Some Findings from Turin
Some findings from Turin: first, Valentina Colombi, an archivist with a PhD in modern history who also works as a tutor in the Linguaggi Project at the Fondazione per la Scuola, presented her experiences in researching World War I. She and her students decided to explore digital sources related to the war and started with a Google search. They realized that the majority of websites and even digitized archive collections did not have accurate historical contextualization. For example, they found many pictures of soldiers in trenches. But no additional information, like details about the subject, the date or place the pictures were taken, was trackable via Google.
Challenges in Digital Research: The Role of Libraries and Archives
The same was true for films. Still they found some more reliable websites, but only after a very detailed search via Google. The ordinary search engines (Google, Yahoo etc.), digitized archive collections and the internet in general can be useful as tools to involve students, showing for example soldiers’ life conditions inside a trench during WWI. But Valentina Colombi is convinced that “at least for now in Italy you still need libraries and archives for the real historical documentation and contextualization even digitized collections too often do not provide”. “Thus-she concluded-libraries and archives are not useless in the future because of their longstanding experiences and techniques to secure the reliability of historical sources”.
Edmodo: A Platform for Collaborative Historic Research
Valentina Colombi also introduced Edmodo, a platform where students and teachers from different Italian schools can share documents and ideas and conduct mutual historic research. Edmodo was also an important working tool for two students from Piacenza, who presented the product of their work for the Eustory national competition: digital comics about Kamikaze during WWII. “This innovative way of relating to history definitely made us feel more empathy and eventually keep the stories we researched in mind, like we had experienced them ourselves”, they reported. That would be hard to obtain from book studying.

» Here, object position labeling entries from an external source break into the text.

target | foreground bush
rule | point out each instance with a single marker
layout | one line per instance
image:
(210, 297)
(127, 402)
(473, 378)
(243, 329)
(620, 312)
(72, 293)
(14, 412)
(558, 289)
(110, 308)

After reading these lines, some may think I’m supporting the idea that “watching the movie is the same as reading the book (but more relaxing)”. A contradicting example was given in the last presentation about an English TV Series, Peaky Blinders. This show is set in Birmingham during the 1920s (some years after the end of WWI) and focuses on the Peaky Blinders gang and its boss Tommy Shelby. The gang reacts to the poverty deriving from the war via violence, Tommy and other members suffer from psychiatric diseases caused by the fighting in the British army.
Balancing Entertainment and Historical Accuracy
What caught my attention was the theatrical way in which historical events were presented. The reality the show describes seemed close to the historical one, but the language, the characters’ behaviors and personal issues got – in my opinion – too much space compared to the historical setting. The explanation is obvious: it is a show. That is why it is theatrical, why it emphasizes characters’ portray and why it cannot be taken as the only relevant source to learn and teach history. Nevertheless, a series like Peaky Blinders can be a starting point for further exploration of times past.
Technology in Historical Research
This last statement about cinematographic representations of history brought my mind back to the wider category it belongs to: technology. Technology offers several instruments to research, teach and learn history; one of the most common among them is definitely the birthday child Google. Experts’ opinions during the conference and some reflections on my own brought me to believe that those instruments are, at the moment at least, not accurate enough to take the place of traditional sources of information and emphasize the need for critical source analysis.
For sure, technologies like the Google search engine bring many advantages to our lives, first of all giving access to a wide range of information to many people. Accurate teaching and learning of history can benefit from digitalization but not be solely built only on such instruments. So Happy Birthday, Google, let’s go back to the library!